Multiple people who came into contact with the taxi driver, including his sister, a doctor and a passenger, also tested positive for coronavirus, according to Martha Ospina, director of Colombia’s National Institute of Health.
More than 200 people have tested positive for the virus in Colombia, according to the health ministry.
L.A. police could start 12-hour shifts, raising COVID-19 fears among rank and file
LOS ANGELES — As residents settle in for weeks of isolation, police Chief Michel Moore has told officers he hopes the city’s stay-at-home initiative designed to slow the spread of the coronavirus can be gently enforced.
He said most residents were following the “Safer at Home” order, which allows essential businesses to remain open and critical public functions to continue but directs most other people to stay home and avoid gatherings.

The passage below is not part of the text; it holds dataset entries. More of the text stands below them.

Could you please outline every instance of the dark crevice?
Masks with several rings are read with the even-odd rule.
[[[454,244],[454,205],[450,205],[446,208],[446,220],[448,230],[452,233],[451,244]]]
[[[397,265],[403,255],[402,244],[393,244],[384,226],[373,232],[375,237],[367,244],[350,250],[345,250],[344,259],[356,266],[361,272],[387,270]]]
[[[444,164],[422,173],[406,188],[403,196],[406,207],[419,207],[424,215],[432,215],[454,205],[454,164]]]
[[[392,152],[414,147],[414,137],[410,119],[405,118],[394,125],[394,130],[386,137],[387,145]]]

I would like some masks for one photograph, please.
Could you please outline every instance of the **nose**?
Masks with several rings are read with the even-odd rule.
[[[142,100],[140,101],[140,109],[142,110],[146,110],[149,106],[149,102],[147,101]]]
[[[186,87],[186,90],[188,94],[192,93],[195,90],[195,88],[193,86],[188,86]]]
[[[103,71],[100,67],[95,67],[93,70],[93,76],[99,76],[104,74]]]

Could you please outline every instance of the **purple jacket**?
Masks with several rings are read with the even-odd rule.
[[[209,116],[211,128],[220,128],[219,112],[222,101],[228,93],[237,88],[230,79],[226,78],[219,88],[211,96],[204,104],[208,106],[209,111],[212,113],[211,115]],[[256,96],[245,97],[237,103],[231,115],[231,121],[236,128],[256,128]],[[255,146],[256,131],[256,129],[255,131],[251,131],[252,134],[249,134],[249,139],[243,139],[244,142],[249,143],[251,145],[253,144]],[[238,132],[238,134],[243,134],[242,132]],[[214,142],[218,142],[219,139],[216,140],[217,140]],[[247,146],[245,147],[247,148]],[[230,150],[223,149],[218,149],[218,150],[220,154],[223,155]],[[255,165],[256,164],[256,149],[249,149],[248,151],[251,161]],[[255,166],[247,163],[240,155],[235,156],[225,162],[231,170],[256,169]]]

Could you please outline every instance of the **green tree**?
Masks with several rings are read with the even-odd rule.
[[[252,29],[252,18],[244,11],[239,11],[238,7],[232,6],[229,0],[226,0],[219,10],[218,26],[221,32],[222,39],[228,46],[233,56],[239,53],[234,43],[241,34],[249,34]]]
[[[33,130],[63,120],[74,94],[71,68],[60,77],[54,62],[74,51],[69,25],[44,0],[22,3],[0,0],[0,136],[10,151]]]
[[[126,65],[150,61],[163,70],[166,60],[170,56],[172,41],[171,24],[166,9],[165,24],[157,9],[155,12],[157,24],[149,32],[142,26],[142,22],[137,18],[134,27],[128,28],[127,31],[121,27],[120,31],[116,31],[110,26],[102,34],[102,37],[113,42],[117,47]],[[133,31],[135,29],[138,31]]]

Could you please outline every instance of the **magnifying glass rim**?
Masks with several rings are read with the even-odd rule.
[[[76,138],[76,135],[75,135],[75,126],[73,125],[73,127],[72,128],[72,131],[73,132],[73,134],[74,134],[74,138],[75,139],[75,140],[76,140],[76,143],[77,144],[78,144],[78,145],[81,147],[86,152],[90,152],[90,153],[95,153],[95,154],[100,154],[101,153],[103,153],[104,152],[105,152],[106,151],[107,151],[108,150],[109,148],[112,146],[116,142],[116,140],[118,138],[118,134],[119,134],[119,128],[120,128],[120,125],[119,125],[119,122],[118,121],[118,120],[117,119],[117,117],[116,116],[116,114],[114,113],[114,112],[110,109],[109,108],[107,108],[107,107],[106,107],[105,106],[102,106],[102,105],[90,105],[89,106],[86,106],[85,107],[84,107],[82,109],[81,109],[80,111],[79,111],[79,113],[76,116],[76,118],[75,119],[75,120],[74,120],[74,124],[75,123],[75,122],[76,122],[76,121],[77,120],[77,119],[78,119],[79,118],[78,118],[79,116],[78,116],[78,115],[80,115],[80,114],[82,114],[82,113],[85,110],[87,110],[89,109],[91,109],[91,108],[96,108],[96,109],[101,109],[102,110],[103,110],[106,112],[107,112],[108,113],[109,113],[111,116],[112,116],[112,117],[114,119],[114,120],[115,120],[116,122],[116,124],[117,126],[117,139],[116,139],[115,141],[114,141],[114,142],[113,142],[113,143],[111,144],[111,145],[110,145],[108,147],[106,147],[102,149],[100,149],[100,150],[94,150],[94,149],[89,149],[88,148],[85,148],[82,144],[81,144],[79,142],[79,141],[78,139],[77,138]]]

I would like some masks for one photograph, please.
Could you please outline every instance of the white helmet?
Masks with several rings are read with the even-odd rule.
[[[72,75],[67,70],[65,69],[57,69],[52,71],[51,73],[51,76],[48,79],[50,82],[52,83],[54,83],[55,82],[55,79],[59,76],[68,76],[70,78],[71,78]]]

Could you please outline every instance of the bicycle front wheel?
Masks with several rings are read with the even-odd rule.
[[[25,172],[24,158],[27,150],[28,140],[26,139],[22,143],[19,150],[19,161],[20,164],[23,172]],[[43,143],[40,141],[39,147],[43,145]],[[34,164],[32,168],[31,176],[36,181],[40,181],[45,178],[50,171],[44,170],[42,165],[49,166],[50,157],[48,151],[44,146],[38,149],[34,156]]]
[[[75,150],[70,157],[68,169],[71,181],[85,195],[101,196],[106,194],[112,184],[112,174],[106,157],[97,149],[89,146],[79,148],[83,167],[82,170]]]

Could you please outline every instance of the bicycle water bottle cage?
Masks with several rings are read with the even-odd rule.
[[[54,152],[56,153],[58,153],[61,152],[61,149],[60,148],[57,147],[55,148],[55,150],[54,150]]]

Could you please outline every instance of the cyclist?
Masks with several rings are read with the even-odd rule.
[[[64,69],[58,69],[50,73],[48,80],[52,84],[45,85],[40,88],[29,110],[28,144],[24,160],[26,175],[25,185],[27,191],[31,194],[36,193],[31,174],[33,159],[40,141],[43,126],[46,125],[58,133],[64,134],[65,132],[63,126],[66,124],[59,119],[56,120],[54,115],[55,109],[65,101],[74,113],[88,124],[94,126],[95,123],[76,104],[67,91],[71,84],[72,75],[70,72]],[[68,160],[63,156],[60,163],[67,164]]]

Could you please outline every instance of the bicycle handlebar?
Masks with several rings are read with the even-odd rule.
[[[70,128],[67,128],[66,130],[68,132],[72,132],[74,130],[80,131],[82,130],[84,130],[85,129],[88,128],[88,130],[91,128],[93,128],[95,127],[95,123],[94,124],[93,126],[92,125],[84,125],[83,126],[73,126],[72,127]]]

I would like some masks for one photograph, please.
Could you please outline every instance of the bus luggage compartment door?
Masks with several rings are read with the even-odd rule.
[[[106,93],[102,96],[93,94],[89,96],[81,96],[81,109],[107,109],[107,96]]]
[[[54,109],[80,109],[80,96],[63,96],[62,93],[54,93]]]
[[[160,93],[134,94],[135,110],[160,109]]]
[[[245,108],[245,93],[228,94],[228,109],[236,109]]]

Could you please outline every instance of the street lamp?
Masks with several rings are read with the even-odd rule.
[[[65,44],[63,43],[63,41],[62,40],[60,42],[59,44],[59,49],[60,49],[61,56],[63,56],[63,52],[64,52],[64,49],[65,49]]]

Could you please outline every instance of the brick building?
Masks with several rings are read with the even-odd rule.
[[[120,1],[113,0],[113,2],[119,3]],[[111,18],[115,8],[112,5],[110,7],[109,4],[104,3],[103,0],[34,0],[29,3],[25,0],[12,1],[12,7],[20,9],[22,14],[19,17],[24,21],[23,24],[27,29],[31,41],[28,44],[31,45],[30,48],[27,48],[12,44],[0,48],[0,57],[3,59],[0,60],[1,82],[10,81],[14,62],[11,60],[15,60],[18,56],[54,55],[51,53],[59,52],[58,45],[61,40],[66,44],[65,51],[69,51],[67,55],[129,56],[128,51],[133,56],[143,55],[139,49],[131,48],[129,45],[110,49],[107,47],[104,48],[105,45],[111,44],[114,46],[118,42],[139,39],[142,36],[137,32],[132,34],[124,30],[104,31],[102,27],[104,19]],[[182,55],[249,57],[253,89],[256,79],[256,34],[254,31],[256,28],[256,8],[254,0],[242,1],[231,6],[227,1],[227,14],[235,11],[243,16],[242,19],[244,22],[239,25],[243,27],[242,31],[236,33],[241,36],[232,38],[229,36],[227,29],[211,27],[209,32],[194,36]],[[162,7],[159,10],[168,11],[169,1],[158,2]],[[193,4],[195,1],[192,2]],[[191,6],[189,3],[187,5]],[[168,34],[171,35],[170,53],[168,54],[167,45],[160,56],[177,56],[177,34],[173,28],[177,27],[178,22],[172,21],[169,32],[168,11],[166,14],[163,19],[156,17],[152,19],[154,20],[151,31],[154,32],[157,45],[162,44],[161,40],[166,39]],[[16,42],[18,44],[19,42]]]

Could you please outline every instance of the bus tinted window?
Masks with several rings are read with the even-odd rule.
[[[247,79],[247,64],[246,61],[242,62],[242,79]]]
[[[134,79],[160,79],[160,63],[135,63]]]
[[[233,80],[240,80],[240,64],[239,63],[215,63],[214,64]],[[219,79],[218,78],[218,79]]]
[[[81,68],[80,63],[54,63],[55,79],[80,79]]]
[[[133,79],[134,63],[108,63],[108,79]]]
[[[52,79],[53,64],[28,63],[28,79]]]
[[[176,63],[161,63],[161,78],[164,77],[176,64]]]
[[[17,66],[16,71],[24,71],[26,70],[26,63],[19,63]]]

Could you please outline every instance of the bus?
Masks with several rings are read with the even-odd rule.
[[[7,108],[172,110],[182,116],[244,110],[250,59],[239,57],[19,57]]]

“Enforcement of it is through awareness, through education, through outreach,” Moore said in a video message and an internal memo to Los Angeles Police Department officers, which also directed the rank-and-file to begin providing security at emergency shelters for the homeless.
He told officers the city is entering a new phase in its response to the pandemic and could begin to move officers to 12-hour shifts with fewer days off as soon as Monday.